The first are the actors that will use the credential set to conduct broad, non-targeted attacks where they would attempt to gain access to social media and financial services using the leaked credentials. The second set of actors take their time and target individuals, or organizations they're associated with, in order to gain access to sensitive information and systems.
Don't blame the victim, but...
Many organizations alter the default Active Directory policies slightly, but this still leaves them with passwords containing 7-12 characters, which are comprised one uppercase letter, one number, and one special character, plus a 90-day expiration window.
Yet, most of the passwords used today are based on patterns and guessable logic. The workforce is trained to create weak passwords from the start, because organizations implement password policies that result in easily guessed or cracked credentials.
"Typically organizations set a password complexity and selection policy that requires users to choose passwords comprising of multiple character sets, have some sort of minimal length, and some restrictions as it relates to expiration and reuse. Essentially this really doesn't solve anything, as it relates to the problem of an average person not wanting to remember too many passwords, which leads to password sharing across multiple services," Barak said.

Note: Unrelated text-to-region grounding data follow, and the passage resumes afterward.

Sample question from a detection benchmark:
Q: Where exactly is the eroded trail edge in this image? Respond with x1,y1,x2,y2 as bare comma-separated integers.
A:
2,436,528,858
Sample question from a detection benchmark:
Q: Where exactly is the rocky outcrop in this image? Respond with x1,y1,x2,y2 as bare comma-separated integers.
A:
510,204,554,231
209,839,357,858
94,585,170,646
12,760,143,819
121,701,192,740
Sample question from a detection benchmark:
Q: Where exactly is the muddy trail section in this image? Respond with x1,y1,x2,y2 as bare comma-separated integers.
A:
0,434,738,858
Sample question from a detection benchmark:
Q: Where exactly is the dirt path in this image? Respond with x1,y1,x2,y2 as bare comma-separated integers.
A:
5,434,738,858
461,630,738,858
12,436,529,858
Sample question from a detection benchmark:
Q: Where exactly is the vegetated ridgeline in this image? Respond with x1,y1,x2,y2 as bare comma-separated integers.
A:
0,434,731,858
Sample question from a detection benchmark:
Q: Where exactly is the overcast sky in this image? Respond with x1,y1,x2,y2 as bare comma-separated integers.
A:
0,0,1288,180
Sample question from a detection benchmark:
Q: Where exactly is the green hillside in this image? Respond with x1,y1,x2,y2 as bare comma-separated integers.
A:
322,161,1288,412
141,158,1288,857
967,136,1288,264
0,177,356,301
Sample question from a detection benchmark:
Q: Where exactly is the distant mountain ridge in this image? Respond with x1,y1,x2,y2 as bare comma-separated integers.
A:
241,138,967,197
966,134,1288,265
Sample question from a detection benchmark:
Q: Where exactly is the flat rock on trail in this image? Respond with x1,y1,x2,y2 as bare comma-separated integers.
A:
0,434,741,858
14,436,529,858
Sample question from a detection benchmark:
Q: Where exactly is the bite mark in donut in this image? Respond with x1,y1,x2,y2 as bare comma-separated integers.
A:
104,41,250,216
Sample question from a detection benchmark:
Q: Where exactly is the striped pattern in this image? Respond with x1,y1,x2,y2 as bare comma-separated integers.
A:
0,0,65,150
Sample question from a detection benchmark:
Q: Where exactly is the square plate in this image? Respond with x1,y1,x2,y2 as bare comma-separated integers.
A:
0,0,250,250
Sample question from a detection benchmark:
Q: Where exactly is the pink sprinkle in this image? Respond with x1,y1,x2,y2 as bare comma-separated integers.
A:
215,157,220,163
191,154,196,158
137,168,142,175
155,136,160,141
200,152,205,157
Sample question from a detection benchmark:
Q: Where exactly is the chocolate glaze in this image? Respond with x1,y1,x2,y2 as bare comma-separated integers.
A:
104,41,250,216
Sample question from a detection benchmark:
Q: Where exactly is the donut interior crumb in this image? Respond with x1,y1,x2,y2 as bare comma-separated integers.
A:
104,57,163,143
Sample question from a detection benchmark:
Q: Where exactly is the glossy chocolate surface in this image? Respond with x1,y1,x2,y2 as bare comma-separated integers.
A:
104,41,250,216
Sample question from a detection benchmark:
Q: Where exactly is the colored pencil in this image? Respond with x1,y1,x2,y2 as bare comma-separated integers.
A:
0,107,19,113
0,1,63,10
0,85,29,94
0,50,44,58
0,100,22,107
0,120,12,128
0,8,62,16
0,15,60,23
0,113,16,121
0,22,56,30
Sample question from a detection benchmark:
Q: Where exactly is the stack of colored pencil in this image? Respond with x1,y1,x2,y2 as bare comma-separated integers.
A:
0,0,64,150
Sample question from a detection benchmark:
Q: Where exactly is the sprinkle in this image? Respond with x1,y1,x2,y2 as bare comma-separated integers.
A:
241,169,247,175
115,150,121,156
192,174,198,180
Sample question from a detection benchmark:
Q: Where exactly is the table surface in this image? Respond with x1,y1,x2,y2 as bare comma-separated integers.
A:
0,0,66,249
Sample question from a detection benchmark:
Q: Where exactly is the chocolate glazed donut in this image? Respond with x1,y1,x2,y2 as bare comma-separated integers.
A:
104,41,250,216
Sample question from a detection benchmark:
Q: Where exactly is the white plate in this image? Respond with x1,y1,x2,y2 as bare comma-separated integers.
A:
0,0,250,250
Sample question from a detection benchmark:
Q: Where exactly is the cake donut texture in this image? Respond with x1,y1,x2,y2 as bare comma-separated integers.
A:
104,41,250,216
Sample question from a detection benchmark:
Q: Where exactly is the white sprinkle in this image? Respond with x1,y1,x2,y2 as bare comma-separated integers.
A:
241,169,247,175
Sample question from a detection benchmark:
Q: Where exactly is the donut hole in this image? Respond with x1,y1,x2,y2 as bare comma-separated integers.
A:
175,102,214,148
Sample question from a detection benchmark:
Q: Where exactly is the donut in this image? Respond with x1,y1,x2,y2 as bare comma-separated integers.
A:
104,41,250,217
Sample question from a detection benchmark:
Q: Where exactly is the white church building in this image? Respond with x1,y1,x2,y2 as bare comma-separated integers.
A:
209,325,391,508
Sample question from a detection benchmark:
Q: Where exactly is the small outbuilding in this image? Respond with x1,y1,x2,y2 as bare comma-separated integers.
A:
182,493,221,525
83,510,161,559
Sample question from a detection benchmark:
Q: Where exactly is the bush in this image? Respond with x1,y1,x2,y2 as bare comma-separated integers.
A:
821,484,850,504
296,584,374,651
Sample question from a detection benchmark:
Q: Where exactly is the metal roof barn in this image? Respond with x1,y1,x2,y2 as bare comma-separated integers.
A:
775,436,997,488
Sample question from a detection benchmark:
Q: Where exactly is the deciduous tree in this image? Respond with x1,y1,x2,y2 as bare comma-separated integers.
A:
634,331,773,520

"I think the most robust way to approach this particular issue is to employ multi-factor authentication on sensitive services, and I think this is especially true for services that are internet accessible, such as Outlook Web Access, VPN portal, your ERP systems, or similar sensitive services."
The point, Barak added, was to ensure that the exposure of a user's password wouldn't be enough compromise their account.
Sadly, in many of the examples shared with Salted Hash, there was a direct relation between the compromised organization and the leaked LinkedIn account data set - so the username and password on LinkedIn was the exact combination needed to access the corporate network.
But even when there wasn't a direct relation, the information available from the LinkedIn list allowed some basic guesses that resulted in successful compromises. For example, if there was a mismatch with the network ID, altering it slightly to match public email addresses often worked (e.g. jsmith vs. john.smith).
Two-factor authentication wasn't a factor in any of the breach examples shared with Salted Hash. Again, this is because the compromised organizations didn't use such features.
GoToMyPC isn't the only service provider that's been targeted recently.
Earlier this month, Team Viewer users reported system compromises, and at least some of them admitted to reusing passwords. Last week, LogMeIn proactively reset accounts where it was determined a customer was recycling their LinkedIn password. On Tuesday, Carbonite reset all of their customer's passwords after detecting login attempts using recycled credentials.